The current English translation of the Sacramentary says, on pages 370-371 (emphasis mine):
The priest, standing at the altar, takes the paten with the bread, and holding it slightly raised above the altar, says inaudibly … Then he places the paten with the bread
on the corporal.
…
Then the priest takes the chalice, and, holding it slightly raised above the altar, says inaudibly … Then he places the chalice
on the corporal.
This is described in the 2002 GIRM in #141-142; in the GIRM found in the Sacramentary, these are #102-103.
Thus, the rubrics of the Mass state that the paten and chalice are to be on the corporal, the cloth that is placed on the altar and opened up.
I am asking because I was at a Mass the other day and extra wine and water were left on the alter during consecration and the water was discarded down the drain and the wine poured back into the bottle which it came from.

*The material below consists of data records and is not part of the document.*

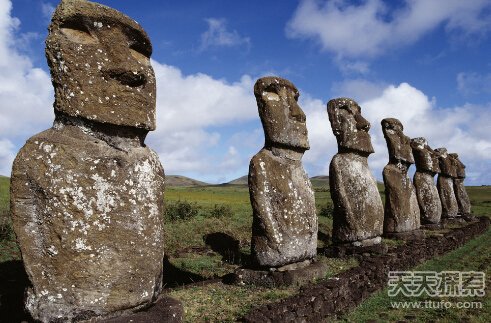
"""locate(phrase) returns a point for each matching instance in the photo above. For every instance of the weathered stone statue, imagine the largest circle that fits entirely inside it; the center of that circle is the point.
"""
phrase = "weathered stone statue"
(284, 228)
(358, 211)
(427, 166)
(463, 200)
(444, 184)
(401, 204)
(87, 194)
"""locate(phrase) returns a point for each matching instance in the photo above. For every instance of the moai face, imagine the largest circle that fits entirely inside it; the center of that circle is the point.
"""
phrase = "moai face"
(100, 65)
(426, 158)
(459, 166)
(399, 145)
(348, 125)
(282, 118)
(446, 166)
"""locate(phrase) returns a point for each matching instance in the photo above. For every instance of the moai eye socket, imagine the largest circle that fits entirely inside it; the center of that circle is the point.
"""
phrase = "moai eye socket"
(139, 55)
(77, 32)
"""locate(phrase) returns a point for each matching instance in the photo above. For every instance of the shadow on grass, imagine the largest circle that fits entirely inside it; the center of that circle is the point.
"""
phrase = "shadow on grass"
(228, 247)
(176, 277)
(13, 282)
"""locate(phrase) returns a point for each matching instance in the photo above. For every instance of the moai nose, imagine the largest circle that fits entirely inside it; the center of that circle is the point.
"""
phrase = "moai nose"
(123, 68)
(362, 123)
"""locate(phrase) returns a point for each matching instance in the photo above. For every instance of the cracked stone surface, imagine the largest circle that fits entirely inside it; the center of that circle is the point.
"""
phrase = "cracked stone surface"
(427, 166)
(87, 194)
(401, 212)
(463, 201)
(445, 184)
(358, 210)
(284, 228)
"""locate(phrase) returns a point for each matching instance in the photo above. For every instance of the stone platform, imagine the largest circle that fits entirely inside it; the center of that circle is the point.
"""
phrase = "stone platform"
(291, 275)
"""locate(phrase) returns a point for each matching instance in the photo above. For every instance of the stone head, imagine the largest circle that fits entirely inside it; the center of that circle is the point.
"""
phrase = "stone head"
(426, 159)
(100, 65)
(398, 144)
(349, 126)
(282, 118)
(459, 166)
(447, 167)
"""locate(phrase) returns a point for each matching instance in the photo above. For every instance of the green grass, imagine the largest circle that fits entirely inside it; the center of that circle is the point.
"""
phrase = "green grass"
(473, 256)
(225, 303)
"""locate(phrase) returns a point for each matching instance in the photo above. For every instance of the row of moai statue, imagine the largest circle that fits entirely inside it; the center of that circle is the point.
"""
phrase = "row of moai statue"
(87, 194)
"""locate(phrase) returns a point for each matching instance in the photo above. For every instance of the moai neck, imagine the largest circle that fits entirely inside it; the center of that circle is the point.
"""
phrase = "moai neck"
(287, 153)
(119, 137)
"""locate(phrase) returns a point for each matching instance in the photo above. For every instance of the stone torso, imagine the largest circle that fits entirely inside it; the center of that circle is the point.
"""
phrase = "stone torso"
(429, 202)
(88, 218)
(401, 204)
(284, 214)
(358, 209)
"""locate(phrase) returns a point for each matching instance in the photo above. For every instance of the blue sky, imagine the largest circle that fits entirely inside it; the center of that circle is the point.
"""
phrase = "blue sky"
(425, 62)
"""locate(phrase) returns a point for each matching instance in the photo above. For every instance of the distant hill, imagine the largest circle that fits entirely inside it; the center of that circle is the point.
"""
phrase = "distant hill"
(178, 180)
(239, 181)
(320, 181)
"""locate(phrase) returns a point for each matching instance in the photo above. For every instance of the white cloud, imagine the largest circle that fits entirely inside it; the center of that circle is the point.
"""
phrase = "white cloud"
(26, 96)
(371, 27)
(47, 9)
(187, 106)
(7, 155)
(358, 89)
(473, 83)
(459, 129)
(217, 35)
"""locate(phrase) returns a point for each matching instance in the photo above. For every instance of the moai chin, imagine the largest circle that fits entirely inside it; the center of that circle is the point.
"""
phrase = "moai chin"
(427, 166)
(358, 211)
(444, 184)
(284, 228)
(87, 194)
(401, 205)
(463, 201)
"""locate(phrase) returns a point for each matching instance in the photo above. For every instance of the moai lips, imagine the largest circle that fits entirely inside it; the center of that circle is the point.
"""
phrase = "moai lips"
(358, 210)
(427, 166)
(87, 194)
(401, 204)
(284, 228)
(461, 195)
(445, 184)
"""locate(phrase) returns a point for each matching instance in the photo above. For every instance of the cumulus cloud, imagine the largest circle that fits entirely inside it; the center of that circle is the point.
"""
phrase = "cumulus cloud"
(26, 95)
(368, 28)
(188, 107)
(218, 35)
(459, 129)
(473, 83)
(47, 9)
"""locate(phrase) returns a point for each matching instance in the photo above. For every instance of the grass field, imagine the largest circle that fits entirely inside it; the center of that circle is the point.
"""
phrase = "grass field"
(191, 253)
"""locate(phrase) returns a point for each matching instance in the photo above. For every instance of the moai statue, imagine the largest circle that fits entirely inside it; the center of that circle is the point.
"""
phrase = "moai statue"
(284, 227)
(444, 184)
(463, 201)
(358, 211)
(401, 214)
(87, 194)
(427, 166)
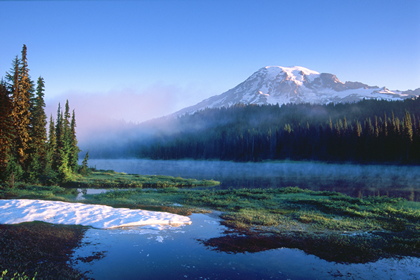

I was under the impression that any water and wine on the alter is transformed to the Body and Blood of our Lord and other items such as water, rosaries, etc. become blessed by being on the alter during consecration.
The intention of the priest during the consecration should be to consecrate that which is on the corporal; as he intends to consecrate nothing else, the things not on the corporal are not consecrated (since intention is one of the parts of the Sacraments). The
only consecration that happens at the Eucharistic prayer is that of the hosts and the wine (some of which has been mixed with water) into the Body, Blood, Soul, and Divinity of Jesus Christ. Water on the altar, or on the corporal, is not consecrated or blessed by the Eucharistic Prayer.
The 2002 GIRM #324, says: “If the priest notices after the consecration or as he receives Communion that not wine but only water was poured into the chalice, he pours the water into some container, then pours wine with water into the chalice and consecrates it. He says only the part of the institution narrative related to the consecration of the chalice, without being obliged to consecrate the bread again.” In the copy of the GIRM found at the beginning of the Sacramentary, this is #286. Thus, water alone is not consecrated into anything.
(The GIRM in the Sacramentary is an older edition, thus the different numbering.)